Enhancing Relevance of Embedding-based Retrieval at Walmart

Juexin Lin,Sachin Yadav,Feng Liu,Nicholas Rossi,Praveen R. Suram,Satya Chembolu,Prijith Chandran,Hrushikesh Mohapatra,Tony Lee,Alessandro Magnani,Ciya Liao
DOI: https://doi.org/10.1145/3627673.3680047
2024-08-15
Abstract:Embedding-based neural retrieval (EBR) is an effective search retrieval method in product search for tackling the vocabulary gap between customer search queries and products. The initial launch of our EBR system at Walmart yielded significant gains in relevance and add-to-cart rates [1]. However, despite EBR generally retrieving more relevant products for reranking, we have observed numerous instances of relevance degradation. Enhancing retrieval performance is crucial, as it directly influences product reranking and affects the customer shopping experience. Factors contributing to these degradations include false positives/negatives in the training data and the inability to handle query misspellings. To address these issues, we present several approaches to further strengthen the capabilities of our EBR model in terms of retrieval relevance. We introduce a Relevance Reward Model (RRM) based on human relevance feedback. We utilize RRM to remove noise from the training data and distill it into our EBR model through a multi-objective loss.
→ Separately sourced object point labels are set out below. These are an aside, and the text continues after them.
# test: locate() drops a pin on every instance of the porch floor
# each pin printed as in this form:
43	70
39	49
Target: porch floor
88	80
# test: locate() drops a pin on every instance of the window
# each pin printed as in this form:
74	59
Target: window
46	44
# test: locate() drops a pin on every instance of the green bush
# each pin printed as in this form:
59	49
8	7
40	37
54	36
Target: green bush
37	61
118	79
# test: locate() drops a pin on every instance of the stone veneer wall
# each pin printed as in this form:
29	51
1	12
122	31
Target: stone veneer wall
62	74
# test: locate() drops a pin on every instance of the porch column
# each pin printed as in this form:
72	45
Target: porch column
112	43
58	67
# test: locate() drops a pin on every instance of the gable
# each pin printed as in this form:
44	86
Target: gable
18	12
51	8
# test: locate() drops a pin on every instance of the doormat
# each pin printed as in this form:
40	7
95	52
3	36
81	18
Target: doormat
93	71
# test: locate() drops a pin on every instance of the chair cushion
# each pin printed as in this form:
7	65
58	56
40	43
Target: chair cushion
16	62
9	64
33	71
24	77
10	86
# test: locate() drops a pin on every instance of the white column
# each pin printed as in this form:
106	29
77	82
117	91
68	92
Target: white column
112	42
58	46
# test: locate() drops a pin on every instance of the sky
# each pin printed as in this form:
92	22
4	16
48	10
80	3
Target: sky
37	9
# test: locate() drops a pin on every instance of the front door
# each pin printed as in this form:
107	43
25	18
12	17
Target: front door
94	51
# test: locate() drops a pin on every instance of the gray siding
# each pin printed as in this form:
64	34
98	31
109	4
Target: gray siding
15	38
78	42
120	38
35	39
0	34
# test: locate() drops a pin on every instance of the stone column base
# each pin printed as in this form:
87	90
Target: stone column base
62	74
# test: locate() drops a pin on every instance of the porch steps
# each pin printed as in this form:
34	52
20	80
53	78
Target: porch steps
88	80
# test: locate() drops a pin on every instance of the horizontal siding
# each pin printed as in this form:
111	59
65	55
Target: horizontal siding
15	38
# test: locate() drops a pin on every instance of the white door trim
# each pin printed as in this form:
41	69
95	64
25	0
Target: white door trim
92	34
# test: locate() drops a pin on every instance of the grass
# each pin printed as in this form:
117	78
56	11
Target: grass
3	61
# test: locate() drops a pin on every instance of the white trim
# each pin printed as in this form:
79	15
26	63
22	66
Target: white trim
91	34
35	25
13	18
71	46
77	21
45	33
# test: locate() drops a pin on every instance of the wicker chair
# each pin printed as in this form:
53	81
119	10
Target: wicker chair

In addition, we present the techniques to increase the performance of our EBR model, such as typo-aware training, and semi-positive generation. The effectiveness of our EBR is demonstrated through offline relevance evaluation, online AB tests, and successful deployments to live production. [1] Alessandro Magnani, Feng Liu, Suthee Chaidaroon, Sachin Yadav, Praveen Reddy Suram, Ajit Puthenputhussery, Sijie Chen, Min Xie, Anirudh Kashi, Tony Lee, et al. 2022. Semantic retrieval at walmart. In Proceedings of the 28th ACM SIGKDD Conference on Knowledge Discovery and Data Mining. 3495-3503.
Information Retrieval
What problem does this paper attempt to address?
### Problems the paper attempts to solve This paper aims to solve the relevance problems in the Embedding - based Retrieval (EBR) system on the Walmart e - commerce platform. Although the EBR system significantly improved the relevance of search results and the add - to - cart rate during the initial deployment, there are still multiple relevance degradation problems in practical applications. Specifically, these problems include: 1. **False positives / false negatives in training data**: The training data extracted from user interaction logs may contain irrelevant positive samples or missed negative samples. 2. **Inability to handle misspellings**: Misspellings are common in actual search traffic, and the existing models do not handle them well. To solve these problems, the authors propose a series of methods to enhance the retrieval relevance of the EBR model, mainly including: - **Relevance Reward Model (RRM)**: A cross - encoder model trained based on human relevance feedback, used to evaluate the relevance between queries and products, and integrated into the EBR model through a multi - objective loss function. - **Label correction**: Use RRM to correct labels in the training data to reduce the impact of false positives. - **Semi - positive sample generation**: Generate semi - positive samples related to the query from the lower positions of the retrieval results during the offline negative sample generation process. - **Spelling - aware training**: Introduce misspellings during the training process to improve the robustness of the model to misspellings. The purpose of these methods is to improve the relevance of retrieval results, thereby improving the user's shopping experience. The effectiveness of these methods has been verified through offline relevance evaluation, online A/B testing, and successful deployment in the production environment.